Ce texte est la synthèse d’un séminaire de recherche qui s’est tenu au Collège des Bernardins entre 2010 et 2012, et qui a réuni une soixantaine de chercheurs des deux rives de la Méditerranée.

L’hypothèse principale, confirmée par les travaux des chercheurs, est que les sociétés du monde arabe sont en train d’accomplir une transition historique dans laquelle les modernisations sociales et culturelles, à l’œuvre depuis quelques décennies, ont débouché sur  les révolutions politiques du printemps 2011. Dans ce contexte tourmenté et en développement, la sécularisation réelle des sociétés ne consiste pas en un abandon de l’islam mais en une redéfinition du rapport traditionnel entre le religieux, le politique et le sociétal.

La première partie – Le religieux, clivage entre les deux rives de la méditerranée ? – analyse la place respective du religieux dans la vie politique, entre la rive nord, sécularisée et laïcisée, et la rive sud de la Méditerranée, laquelle reste imprégnée d’un religieux multiforme, sociétal, juridique et politique. Des développements éclairants précisent les différentes réactions du monde arabe à l’irruption violente de la modernité, entre fascination et répulsion. Ils permettent au lecteur de situer les différents courants trop souvent objets d’amalgame que sont d’une part le wahhabisme et le salafisme, essentiellement religieux, et le projet idéologique et politique des frères musulmans.

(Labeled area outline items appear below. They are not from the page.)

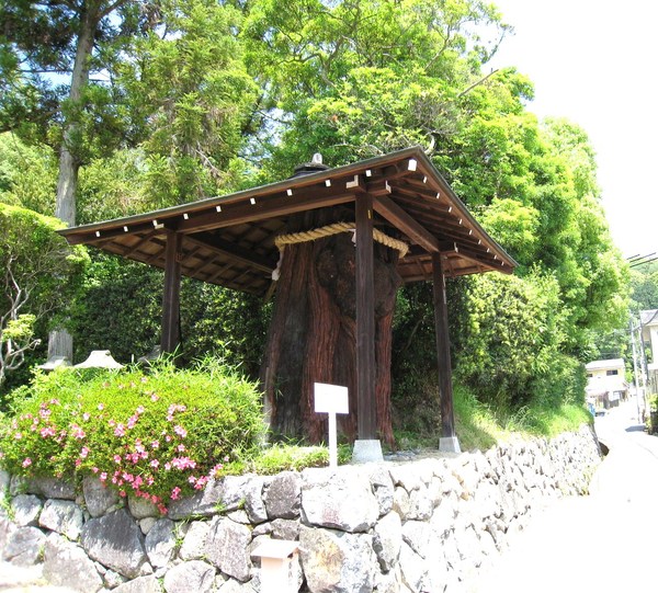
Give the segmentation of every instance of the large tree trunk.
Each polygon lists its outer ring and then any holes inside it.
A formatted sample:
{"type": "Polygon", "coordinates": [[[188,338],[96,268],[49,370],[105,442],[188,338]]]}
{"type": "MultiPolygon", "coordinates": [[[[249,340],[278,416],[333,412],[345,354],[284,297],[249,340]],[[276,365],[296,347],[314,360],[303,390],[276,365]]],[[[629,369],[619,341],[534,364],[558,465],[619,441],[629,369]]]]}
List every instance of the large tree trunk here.
{"type": "MultiPolygon", "coordinates": [[[[336,208],[297,215],[291,232],[350,219],[336,208]]],[[[393,445],[390,425],[392,321],[400,277],[397,252],[375,251],[376,400],[379,437],[393,445]]],[[[326,440],[327,417],[314,412],[314,383],[349,388],[350,413],[339,415],[342,433],[356,437],[355,249],[343,232],[287,246],[276,287],[261,376],[275,434],[326,440]]]]}
{"type": "MultiPolygon", "coordinates": [[[[93,49],[93,37],[101,18],[99,7],[92,2],[92,9],[83,11],[80,16],[80,31],[76,60],[71,73],[69,100],[75,107],[79,106],[82,90],[89,83],[89,59],[93,49]]],[[[76,225],[76,192],[78,190],[78,173],[80,161],[72,151],[72,139],[77,132],[77,124],[68,122],[64,127],[64,139],[59,151],[59,176],[57,180],[57,201],[55,216],[72,227],[76,225]]],[[[48,357],[67,356],[73,360],[73,338],[65,329],[57,329],[48,337],[48,357]]]]}

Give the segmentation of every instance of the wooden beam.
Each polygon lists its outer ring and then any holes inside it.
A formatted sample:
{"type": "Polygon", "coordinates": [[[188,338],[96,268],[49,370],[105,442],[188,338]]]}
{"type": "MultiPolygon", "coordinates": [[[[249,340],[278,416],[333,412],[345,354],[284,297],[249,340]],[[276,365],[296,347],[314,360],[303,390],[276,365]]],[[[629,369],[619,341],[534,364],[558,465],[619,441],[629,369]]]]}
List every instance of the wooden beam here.
{"type": "Polygon", "coordinates": [[[234,260],[249,267],[254,267],[261,272],[270,273],[276,267],[276,262],[272,262],[266,258],[261,258],[257,253],[242,249],[211,232],[188,235],[185,237],[185,241],[192,242],[200,247],[205,247],[211,251],[226,255],[229,260],[234,260]]]}
{"type": "Polygon", "coordinates": [[[182,236],[174,230],[167,230],[164,250],[164,290],[162,294],[162,352],[173,352],[179,343],[179,311],[181,296],[181,244],[182,236]]]}
{"type": "Polygon", "coordinates": [[[99,247],[100,247],[104,241],[107,241],[109,239],[115,239],[117,237],[125,237],[128,235],[137,235],[137,233],[141,233],[141,232],[154,231],[154,230],[156,232],[155,233],[149,232],[148,236],[164,235],[164,232],[166,232],[166,229],[159,225],[159,221],[158,221],[157,227],[152,224],[152,221],[148,221],[148,223],[139,223],[138,225],[132,225],[126,228],[128,229],[127,231],[124,229],[124,226],[118,226],[116,228],[111,228],[107,230],[102,229],[102,230],[87,231],[87,232],[80,232],[80,233],[75,233],[75,235],[71,233],[71,235],[66,236],[66,240],[71,246],[99,243],[99,247]]]}
{"type": "Polygon", "coordinates": [[[406,233],[415,243],[418,243],[430,253],[439,251],[439,241],[436,238],[393,199],[379,196],[375,198],[373,207],[394,227],[406,233]]]}
{"type": "Polygon", "coordinates": [[[377,438],[373,196],[356,198],[356,411],[359,438],[377,438]]]}
{"type": "Polygon", "coordinates": [[[200,232],[354,201],[354,192],[337,193],[333,187],[314,190],[305,192],[302,196],[259,197],[254,204],[250,202],[231,204],[223,207],[222,212],[213,209],[198,215],[190,215],[188,220],[181,220],[179,230],[185,233],[200,232]]]}
{"type": "Polygon", "coordinates": [[[441,407],[441,436],[455,436],[453,409],[452,366],[450,360],[450,334],[447,330],[447,303],[445,298],[445,276],[441,253],[432,253],[432,276],[434,281],[434,331],[436,334],[436,362],[439,363],[439,401],[441,407]]]}

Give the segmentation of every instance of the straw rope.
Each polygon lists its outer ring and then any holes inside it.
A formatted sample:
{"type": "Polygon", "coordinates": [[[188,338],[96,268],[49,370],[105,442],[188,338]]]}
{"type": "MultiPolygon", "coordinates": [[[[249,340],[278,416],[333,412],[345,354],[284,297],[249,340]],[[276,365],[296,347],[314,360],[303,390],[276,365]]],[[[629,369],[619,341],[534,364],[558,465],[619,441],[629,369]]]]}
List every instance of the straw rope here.
{"type": "MultiPolygon", "coordinates": [[[[290,235],[280,235],[274,239],[274,244],[279,248],[279,251],[283,252],[285,246],[292,246],[296,243],[306,243],[307,241],[316,241],[317,239],[324,239],[331,235],[338,235],[339,232],[353,231],[355,229],[354,223],[334,223],[333,225],[327,225],[313,230],[306,230],[303,232],[292,232],[290,235]]],[[[373,229],[373,239],[383,246],[399,251],[400,258],[404,258],[409,252],[409,246],[404,241],[388,237],[378,229],[373,229]]]]}
{"type": "MultiPolygon", "coordinates": [[[[313,230],[291,232],[290,235],[280,235],[274,239],[274,244],[279,249],[279,263],[276,264],[276,270],[272,271],[272,280],[279,280],[285,246],[316,241],[317,239],[331,237],[332,235],[338,235],[339,232],[355,231],[355,227],[356,225],[354,223],[334,223],[333,225],[327,225],[326,227],[319,227],[313,230]]],[[[373,229],[373,239],[383,246],[398,251],[400,258],[404,258],[409,252],[409,246],[405,243],[405,241],[399,241],[398,239],[388,237],[388,235],[382,232],[381,230],[373,229]]]]}

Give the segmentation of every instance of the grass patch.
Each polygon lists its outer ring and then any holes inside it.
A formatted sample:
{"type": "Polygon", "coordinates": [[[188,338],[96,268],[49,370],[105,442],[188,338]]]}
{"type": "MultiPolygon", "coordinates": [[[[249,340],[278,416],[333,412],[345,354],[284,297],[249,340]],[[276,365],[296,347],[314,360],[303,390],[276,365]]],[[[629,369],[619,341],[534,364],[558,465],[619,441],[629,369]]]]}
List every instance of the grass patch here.
{"type": "Polygon", "coordinates": [[[455,430],[463,451],[486,451],[513,436],[552,438],[591,424],[592,415],[583,406],[525,406],[519,410],[492,409],[477,400],[462,385],[454,388],[455,430]]]}

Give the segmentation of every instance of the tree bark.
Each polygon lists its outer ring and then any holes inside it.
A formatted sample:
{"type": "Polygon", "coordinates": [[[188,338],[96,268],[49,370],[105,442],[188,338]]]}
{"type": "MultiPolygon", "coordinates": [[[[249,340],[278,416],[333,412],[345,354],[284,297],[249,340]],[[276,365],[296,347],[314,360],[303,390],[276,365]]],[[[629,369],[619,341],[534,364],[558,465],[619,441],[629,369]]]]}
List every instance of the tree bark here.
{"type": "MultiPolygon", "coordinates": [[[[83,8],[80,15],[80,31],[69,91],[69,101],[73,104],[73,109],[79,106],[82,90],[89,83],[89,59],[93,49],[95,31],[102,16],[95,2],[90,2],[90,5],[86,8],[87,10],[83,8]]],[[[55,216],[69,227],[76,225],[76,192],[80,170],[80,161],[72,151],[77,128],[78,125],[75,121],[65,123],[55,202],[55,216]]],[[[71,362],[73,360],[73,338],[65,329],[56,329],[48,337],[48,357],[52,356],[67,356],[71,362]]]]}
{"type": "MultiPolygon", "coordinates": [[[[326,208],[297,215],[290,232],[349,220],[353,212],[326,208]]],[[[377,430],[394,445],[390,415],[390,346],[396,292],[401,280],[398,254],[375,243],[375,358],[377,430]]],[[[339,430],[356,437],[356,278],[352,235],[343,232],[287,246],[276,287],[261,369],[265,409],[275,434],[327,437],[325,414],[314,412],[314,383],[347,386],[350,413],[339,414],[339,430]]]]}

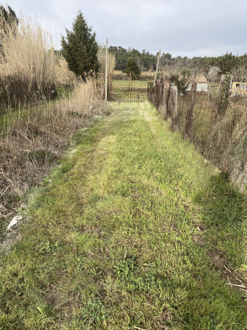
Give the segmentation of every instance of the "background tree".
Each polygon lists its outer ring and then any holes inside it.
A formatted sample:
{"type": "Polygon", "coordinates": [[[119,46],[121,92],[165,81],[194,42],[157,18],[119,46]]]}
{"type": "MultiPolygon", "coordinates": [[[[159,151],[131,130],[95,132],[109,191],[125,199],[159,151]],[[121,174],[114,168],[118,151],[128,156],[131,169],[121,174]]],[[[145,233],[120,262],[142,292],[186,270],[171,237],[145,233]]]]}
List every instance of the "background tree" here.
{"type": "Polygon", "coordinates": [[[1,38],[8,35],[8,31],[10,28],[17,30],[19,20],[16,13],[8,5],[6,5],[6,9],[3,6],[0,6],[0,29],[1,38]]]}
{"type": "Polygon", "coordinates": [[[130,72],[130,71],[132,71],[136,76],[140,74],[140,70],[138,67],[138,65],[132,57],[128,59],[126,64],[126,74],[128,74],[128,72],[130,72]]]}
{"type": "Polygon", "coordinates": [[[77,13],[73,22],[72,31],[66,29],[67,37],[62,36],[62,54],[68,63],[70,70],[77,76],[84,77],[92,70],[99,72],[97,57],[98,45],[95,32],[92,32],[82,12],[77,13]]]}

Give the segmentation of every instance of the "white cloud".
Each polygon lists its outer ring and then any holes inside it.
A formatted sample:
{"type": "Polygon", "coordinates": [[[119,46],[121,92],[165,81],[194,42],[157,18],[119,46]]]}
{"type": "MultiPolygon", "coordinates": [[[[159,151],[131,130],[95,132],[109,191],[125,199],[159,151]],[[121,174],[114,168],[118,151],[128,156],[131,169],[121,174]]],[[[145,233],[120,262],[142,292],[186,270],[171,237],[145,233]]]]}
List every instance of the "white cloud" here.
{"type": "Polygon", "coordinates": [[[217,56],[247,52],[244,0],[12,0],[16,12],[37,13],[57,38],[71,28],[80,9],[97,38],[174,56],[217,56]]]}

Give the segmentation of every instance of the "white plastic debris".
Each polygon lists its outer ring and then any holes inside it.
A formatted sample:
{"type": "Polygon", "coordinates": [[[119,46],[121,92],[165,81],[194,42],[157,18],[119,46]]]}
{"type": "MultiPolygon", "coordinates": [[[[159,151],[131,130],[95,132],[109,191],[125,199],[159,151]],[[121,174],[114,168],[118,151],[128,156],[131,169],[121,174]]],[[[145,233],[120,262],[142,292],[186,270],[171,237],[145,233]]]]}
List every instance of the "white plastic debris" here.
{"type": "Polygon", "coordinates": [[[16,215],[14,217],[14,218],[11,220],[11,221],[9,223],[9,226],[7,227],[7,230],[9,230],[11,227],[13,227],[13,226],[16,225],[18,221],[20,220],[22,220],[23,216],[22,215],[16,215]]]}

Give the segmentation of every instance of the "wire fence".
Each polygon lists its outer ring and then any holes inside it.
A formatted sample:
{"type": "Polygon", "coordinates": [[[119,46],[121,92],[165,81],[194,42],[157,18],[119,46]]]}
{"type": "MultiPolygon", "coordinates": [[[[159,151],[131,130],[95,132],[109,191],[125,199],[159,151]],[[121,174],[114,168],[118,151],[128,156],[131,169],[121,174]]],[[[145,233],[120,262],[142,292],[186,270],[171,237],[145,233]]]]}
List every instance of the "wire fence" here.
{"type": "Polygon", "coordinates": [[[247,82],[230,74],[220,82],[191,82],[184,93],[162,77],[148,86],[148,100],[241,188],[247,183],[247,82]]]}

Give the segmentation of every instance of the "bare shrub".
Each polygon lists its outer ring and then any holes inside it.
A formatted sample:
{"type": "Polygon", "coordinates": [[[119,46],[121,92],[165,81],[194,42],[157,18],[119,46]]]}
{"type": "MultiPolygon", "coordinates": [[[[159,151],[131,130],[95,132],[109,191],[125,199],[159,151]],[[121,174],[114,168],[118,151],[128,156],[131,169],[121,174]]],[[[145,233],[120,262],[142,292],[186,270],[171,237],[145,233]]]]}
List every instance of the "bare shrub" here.
{"type": "MultiPolygon", "coordinates": [[[[99,63],[99,72],[104,76],[106,75],[106,46],[99,45],[97,56],[99,63]]],[[[113,74],[115,67],[116,61],[115,57],[112,53],[108,52],[108,54],[107,64],[108,74],[113,74]]]]}
{"type": "Polygon", "coordinates": [[[7,113],[0,138],[0,219],[14,212],[20,196],[42,182],[75,133],[105,110],[102,83],[100,76],[78,80],[56,102],[7,113]]]}
{"type": "Polygon", "coordinates": [[[19,17],[1,32],[0,96],[5,104],[44,101],[56,93],[55,54],[48,30],[37,19],[19,17]]]}
{"type": "Polygon", "coordinates": [[[62,56],[58,56],[54,71],[56,87],[70,86],[75,80],[75,74],[69,69],[68,64],[62,56]]]}
{"type": "Polygon", "coordinates": [[[219,82],[220,80],[220,69],[219,67],[213,66],[209,69],[209,71],[206,75],[207,81],[210,82],[219,82]]]}

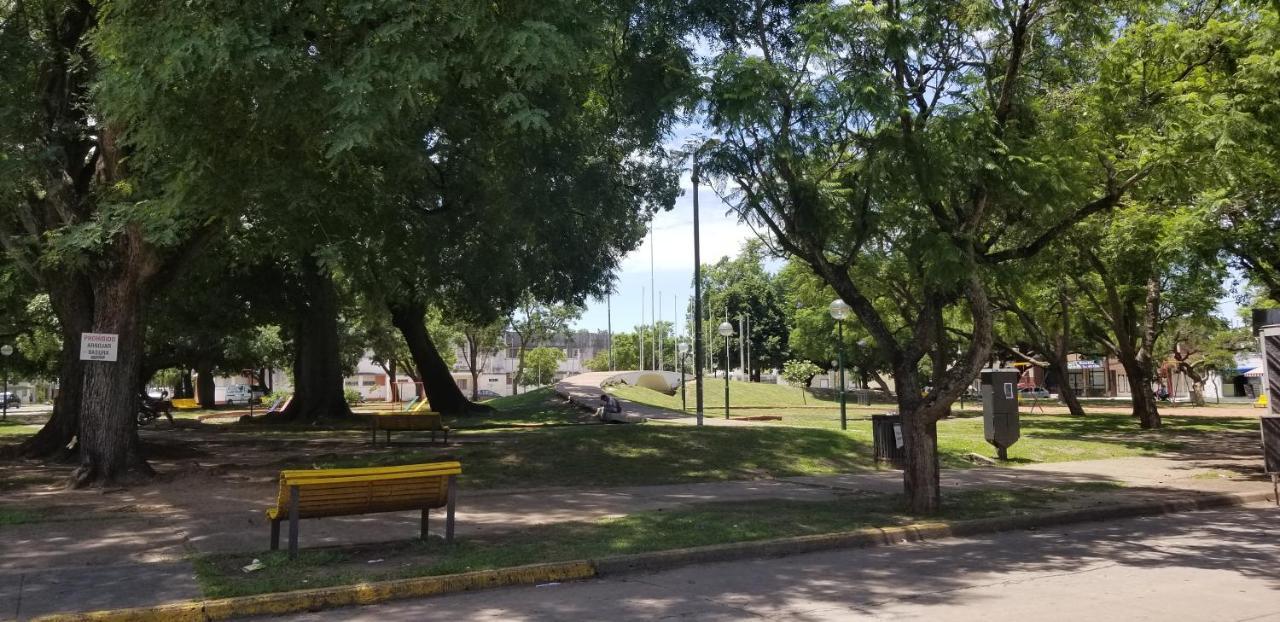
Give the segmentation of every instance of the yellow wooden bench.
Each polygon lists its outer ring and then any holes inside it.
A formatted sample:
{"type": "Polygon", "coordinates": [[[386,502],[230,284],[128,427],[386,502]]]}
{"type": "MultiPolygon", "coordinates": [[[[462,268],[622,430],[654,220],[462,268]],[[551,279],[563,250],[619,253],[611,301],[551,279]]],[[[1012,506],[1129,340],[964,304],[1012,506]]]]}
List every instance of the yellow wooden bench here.
{"type": "Polygon", "coordinates": [[[422,511],[422,540],[431,508],[445,508],[444,540],[453,541],[453,506],[458,462],[429,462],[370,468],[280,471],[280,493],[266,511],[271,550],[280,548],[280,521],[289,521],[289,559],[298,555],[298,520],[326,516],[422,511]]]}
{"type": "Polygon", "coordinates": [[[387,434],[387,444],[392,443],[392,431],[431,431],[431,443],[435,443],[435,433],[444,433],[444,443],[449,443],[449,429],[440,420],[439,412],[411,412],[407,415],[370,415],[369,430],[372,442],[378,444],[378,430],[387,434]]]}

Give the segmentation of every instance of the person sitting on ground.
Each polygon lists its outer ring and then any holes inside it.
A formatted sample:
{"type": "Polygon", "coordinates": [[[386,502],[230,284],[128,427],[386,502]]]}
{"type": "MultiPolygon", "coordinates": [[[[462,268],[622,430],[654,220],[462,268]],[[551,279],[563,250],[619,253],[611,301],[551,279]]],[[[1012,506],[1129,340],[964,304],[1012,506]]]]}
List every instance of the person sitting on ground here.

La  seconde partie – La nouvelle complexité du monde de l’islam en voie de sécularisation – présente les transformations opérées dans le monde arabe depuis une cinquantaine d’années. Elles ont abouti à la sécularisation de sociétés désormais demandeuses de dignité, d’individualisme et de liberté politique. Cependant, les Européens ont du mal à appréhender une évolution si différente de leur propre histoire et qui reste, à leurs yeux, paradoxale. En effet, la  lame de fond de la sécularisation cohabite ici avec des formes visibles d’islamisation. En témoignent par exemple le développement, en pays maghrébins surtout, d’un « islam laïque », séparant politique et religieux  tandis que les manifestations de religiosité deviennent de plus en plus visibles dans la rue, ou encore l’essor, en Égypte, d’une bourgeoisie pieuse, rejetant à la fois les élites occidentalisées et les extrémistes islamistes. Ce chapitre analyse rapidement mais avec clarté les liens entre l’islam et la condition féminine, l’islam et le droit, l’islam et le politique.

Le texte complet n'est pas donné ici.